Do Secure-By-Design Pledges Come With Stickers? - Ivanti Connect Secure RCE (CVE-2025-0282)
Did you have a good break? Have you had a chance to breathe? Wake up.
It’s 2025, and the chaos continues.
Haha, see what we did? We wrote the exact same thing in 2024 because 2024 was exactly the same.
As an industry, we are on GroundHog day - but let’s call it GroundHog Year, and pretend this isn’t just incredibly depressing.
Like clockwork, though, we have vulnerabilities in Ivanti Connect Secure that have all the hallmarks of APT using a zero-day against a mission-critical appliance.
The similarity and resemblance to the issues and drama that circulated Ivanti products in January 2024 is—frankly—incredible, and we were hoping that Ivanti would have learnt from that experience regarding effective response.
We mean, they signed a pledge and had an amazing photo opportunity, and we do not believe that any company who builds appliances whose foundational purpose is some sort of security function, would’ve been allowed to sign a non-binding pledge by their army of corporate lawyers for fun.
Luckily though, this allows for images like:
This time, in fairness, Ivanti Connect Secure users have a patch available a little earlier (for those who have traumatic flashbacks of the patching saga last year - stop reading here), but once again - users of other affected appliances like Ivanti's Policy Secure and Neurons for ZTA gateways are left waiting until Jan 21st 2025 for a patch.
Same drill - we have active exploitation, seemingly by the same threat actor - but technical details about the vulnerability themselves are thin on the ground. Something about making sure the attackers that are already using the vulnerability, can’t reproduce it and keep using it? Spielberg would be proud of the level of theatre we as an industry go through sometimes, truly.
Editor: For many reasons, the amount of work, effort and pure talent that regularly goes into our research is not accurately portrayed here. Skill is not shown in how complex and overwhelming a topic can be made while explaining it, but how understandable and accessibly a process or topic can be walked through.
All we know from the advisory is that Ivanti Connect Secure versions < 22.7r2.5 is vulnerable to two separate stack-based buffer overflow vulnerabilities, one allowing code execution as root with no authentication, and the other requiring authentication.
Memory corruption in 2025, what next? Some other random Ivanti products are apparently affected, which is of course absolutely shocking.
CVE-2025-0282 stands out - pre-authentication, RCE. We're cooking.
Give Us The Spoils
Through magic, the art of the deal, and just Internetting, we rapidly acquired the patched version 22.7R2.5 (referred to as R2.5 for brevity), and the previous 22.7R2.4 (referred to as R2.4 for brevity).
Our previously-documented //bin/bash bypass no longer works (funny because we saw it appear across half the Internet after publishing), so we did something else which enabled us to examine the contents of the root filesystem as normal (Ivanti, please focus on more important things).
We diffed the entire root filesystem- groupA-home on our systems - and were initially overwhelmed by a lot of small changes. However, many transpired to be unimportant - for example, each and every perl CGI file had the version number in a comment at the top of the file, causing naive tooling to detect it as an updated file. A few quick sed commands later, though, and these were removed, leaving us with a pile of binaries.
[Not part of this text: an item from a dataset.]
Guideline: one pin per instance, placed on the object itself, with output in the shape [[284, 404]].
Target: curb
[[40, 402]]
Almost all of these, though, are of an identical size pre- and post-patch, and again contained only insignificant changes such as version string updates. The notable exception to this was the file named root\\home\\bin\\web, which had grown in the patched version by some 4KB.
A quick peek at the file revealed this to be a compiled binary, written in C++, and so we started up Diaphora, a tool to detect changes in compiled binaries, and set it running.
As always, things don’t happen instantly - we actually had to wait a few minutes for this comparison to run which is circa 20x the length of our favourite TikTok video, and so, while bored, we decided to run strings against the two binaries (patched, and unpatched).
There are only a handful of changes visible from the output, and as always most are junk - but, we spotted a smoking gun:
--- r2.4\\groupA-home\\root\\home\\bin\\web.strings
+++ r2.5\\groupA-home\\root\\home\\bin\\web.strings
Client Connection Instance not present. Can't Pause Input from %s user session, svcId : %d
Client Connection Instance not present. Can't Resume Input from %s user session, svcId : %d
+Client IP value exceeds %d size limit
Client Session Type: %d, Real Host detail not present
Client TCP Source port is %d
+Client capabilities exceeds %d size limit
Client cert is not required
Client certificate required, verify mode=[%d] .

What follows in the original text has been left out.